Three-Dimensional Transient Electromagnetic Numerical Simulation Using FDFD Based on Octree Grids

• Published in: IEEE access Vol. 7; pp. 161052 - 161063
• Main Authors: Luan, Hui, Geng, Yinan, Yu, Yibing, Guan, Shanshan
• Format: Journal Article
• Language: English
• Published: Piscataway IEEE 2019; The Institute of Electrical and Electronics Engineers, Inc. (IEEE)
• Subjects: Computing time; Current sources; Data storage; Electromagnetic fields; Finite difference method; Finite-difference frequency-domain (FDFD); Frequency domain analysis; frequency-time transformation; Interpolation; Linear equations; Magnetic domains; Mathematical analysis; Mathematical model; Mathematical models; Matrix methods; Maxwell's equations; Numerical simulation; octree grids; Octrees; Parabolic bodies; Three dimensional bodies; Time domain analysis; transient electromagnetic method (TEM)

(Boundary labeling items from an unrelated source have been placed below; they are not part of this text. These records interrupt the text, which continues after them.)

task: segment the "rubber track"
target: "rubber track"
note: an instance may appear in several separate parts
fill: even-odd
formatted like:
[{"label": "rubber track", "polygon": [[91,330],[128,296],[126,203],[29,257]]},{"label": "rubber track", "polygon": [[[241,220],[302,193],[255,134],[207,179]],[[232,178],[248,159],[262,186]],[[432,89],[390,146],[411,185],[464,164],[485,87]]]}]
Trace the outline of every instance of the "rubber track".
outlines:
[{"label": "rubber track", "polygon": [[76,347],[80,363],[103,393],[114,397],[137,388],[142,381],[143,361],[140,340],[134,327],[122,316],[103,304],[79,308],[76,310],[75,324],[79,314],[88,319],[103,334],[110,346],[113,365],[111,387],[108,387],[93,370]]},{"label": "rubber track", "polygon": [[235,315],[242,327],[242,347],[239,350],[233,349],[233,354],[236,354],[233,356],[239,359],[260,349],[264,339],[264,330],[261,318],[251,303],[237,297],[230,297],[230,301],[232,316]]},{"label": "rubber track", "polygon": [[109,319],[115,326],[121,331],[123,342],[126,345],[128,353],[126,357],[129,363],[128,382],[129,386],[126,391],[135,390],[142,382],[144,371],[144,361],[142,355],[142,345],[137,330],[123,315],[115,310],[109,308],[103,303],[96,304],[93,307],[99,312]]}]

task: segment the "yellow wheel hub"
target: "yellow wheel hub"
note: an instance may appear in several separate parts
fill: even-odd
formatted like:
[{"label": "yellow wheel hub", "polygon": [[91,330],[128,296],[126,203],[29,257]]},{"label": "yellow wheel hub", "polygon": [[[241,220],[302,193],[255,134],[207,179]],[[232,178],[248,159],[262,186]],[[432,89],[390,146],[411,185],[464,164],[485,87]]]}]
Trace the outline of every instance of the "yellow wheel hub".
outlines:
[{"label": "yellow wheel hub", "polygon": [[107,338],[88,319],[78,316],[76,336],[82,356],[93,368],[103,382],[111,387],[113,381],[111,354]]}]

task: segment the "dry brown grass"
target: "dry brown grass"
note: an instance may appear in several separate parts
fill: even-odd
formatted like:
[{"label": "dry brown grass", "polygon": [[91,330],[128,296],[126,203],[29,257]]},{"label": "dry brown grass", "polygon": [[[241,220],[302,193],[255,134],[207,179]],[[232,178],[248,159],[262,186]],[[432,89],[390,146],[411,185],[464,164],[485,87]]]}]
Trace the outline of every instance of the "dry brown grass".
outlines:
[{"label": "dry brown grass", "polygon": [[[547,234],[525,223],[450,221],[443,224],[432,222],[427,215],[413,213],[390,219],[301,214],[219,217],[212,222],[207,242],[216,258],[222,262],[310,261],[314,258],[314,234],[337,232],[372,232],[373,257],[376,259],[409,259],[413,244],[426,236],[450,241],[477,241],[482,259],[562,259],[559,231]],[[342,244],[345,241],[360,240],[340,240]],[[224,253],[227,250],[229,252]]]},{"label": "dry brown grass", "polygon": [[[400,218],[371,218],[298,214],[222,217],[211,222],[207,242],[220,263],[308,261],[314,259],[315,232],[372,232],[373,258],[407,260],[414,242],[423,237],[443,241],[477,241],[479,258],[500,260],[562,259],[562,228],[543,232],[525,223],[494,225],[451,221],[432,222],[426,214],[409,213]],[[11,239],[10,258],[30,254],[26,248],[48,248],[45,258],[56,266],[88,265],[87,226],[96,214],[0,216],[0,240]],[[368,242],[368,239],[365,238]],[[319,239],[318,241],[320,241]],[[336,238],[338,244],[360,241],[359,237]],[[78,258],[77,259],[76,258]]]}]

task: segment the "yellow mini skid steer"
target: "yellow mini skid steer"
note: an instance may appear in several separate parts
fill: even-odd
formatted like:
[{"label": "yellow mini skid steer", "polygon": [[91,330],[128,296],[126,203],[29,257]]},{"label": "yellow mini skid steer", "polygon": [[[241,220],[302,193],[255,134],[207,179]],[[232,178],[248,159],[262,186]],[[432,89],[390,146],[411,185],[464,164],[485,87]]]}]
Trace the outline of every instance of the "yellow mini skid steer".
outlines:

• ISSN: 2169-3536; 2169-3536
• DOI: 10.1109/ACCESS.2019.2951224

The transient electromagnetic method (TEM) has been widely used as a geophysical exploration method in recent years. When Maxwell's equations are discretized in the time domain by the direct solution method, the initial field is used as a substitute for the source, so the electromagnetic response of a shallow three-dimensional anomalous body cannot be calculated. Maxwell's equations in the frequency domain are simple in form, and the current source can be directly added without calculating the initial field. However, large linear equations must be calculated. The coefficient matrix is large, and the calculation speed is slow, which limits their application. Based on Yee grids, this paper combines octree grids with the finite-difference frequency-domain (FDFD) method. Ensuring a sufficiently large computational area, octree grids are used to refine the area of anomalous bodies, while coarse grids are still used to reduce the total number of grids and improve the efficiency. In the numerical simulation, the vacancy positions are set to zero to solve the data storage problem of the coarse grids and fine grids. The binary paraboloid interpolation method is used to solve the electromagnetic field component transfer problem at the intersection of the coarse grid and fine grid. Finally, the electromagnetic response curve in the time domain is obtained by a frequency-time transformation. By comparing the calculation results of typical models, the correctness of the FDFD method based on octree grids is verified. By comparing the computational time of complex anomalous bodies for Yee grids and octree grids, it can be concluded that the efficiency of the FDFD method based on octree grids is improved to a certain extent.